Attendees were also curious about the staffing model behind what some characterized as Schwab’s struggle to maintain high service levels to its advisor clients in the wake of strong growth over the past year.
“The explosive growth has impacted your otherwise stellar service teams,” an attendee wrote. “We are feeling your growing pains as your service teams struggle to staff and train people fast enough. We are vested in your success!”
Schwab is working to hire more service people, Clark said, but it’s also investing and developing technology to make the service teams more scalable.
“We have certainly had some service issues this year,” Clark said. “It’s really hard when volume comes. If you have to have more people every time there is a spike in that volume, it’s not sustainable.”

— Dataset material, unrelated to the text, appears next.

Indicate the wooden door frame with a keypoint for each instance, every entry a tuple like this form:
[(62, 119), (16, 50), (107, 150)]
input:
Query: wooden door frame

Asked whether the momentum toward commission-free exchange traded funds would continue, Bettinger was quick to point out that “nothing is free” and that if revenue isn’t coming from commissions, it has to come from somewhere else. In those cases, Bettinger said he would like to see more transparency and disclosures so that investors can better understand the funds. Schwab’s ETF OneSource has hundreds of ETFs available commission-free, but Schwab executives have been reluctant to say how far down that path the firm would go.
He also added that some have characterized Schwab Intelligent Portfolios—the firm’s so-called robo portfolio for its own retail clients using, in part, smart beta ETFs—is “free,” but that is incorrect. The service doesn’t charge an advisory fee but clients do pay for the operational expenses, he said.
Still, the pressure on fees for all products and services is real and isn’t letting up, Bettinger said.
The most notable recent news regarding price came in August, when Fidelity Investments announced it was reducing fees on some existing index mutual funds and, more dramatically, eliminating management fees entirely for two new ones.
The executives also briefly addressed questions about third-party technology available to clients, regulation, the age and diversity of the advisor workforce, and the expansion of banking services to better serve ultra-high-net-worth clients.
Although attendees didn’t hold any punches, there was an atmosphere of goodwill in the room and answers from the executives seemed well-received by the advisors.
Schwab Advisor Services provides custodial, operational and trading support to more than 7,500 independent investment advisory firms with $1.6 trillion in assets under management.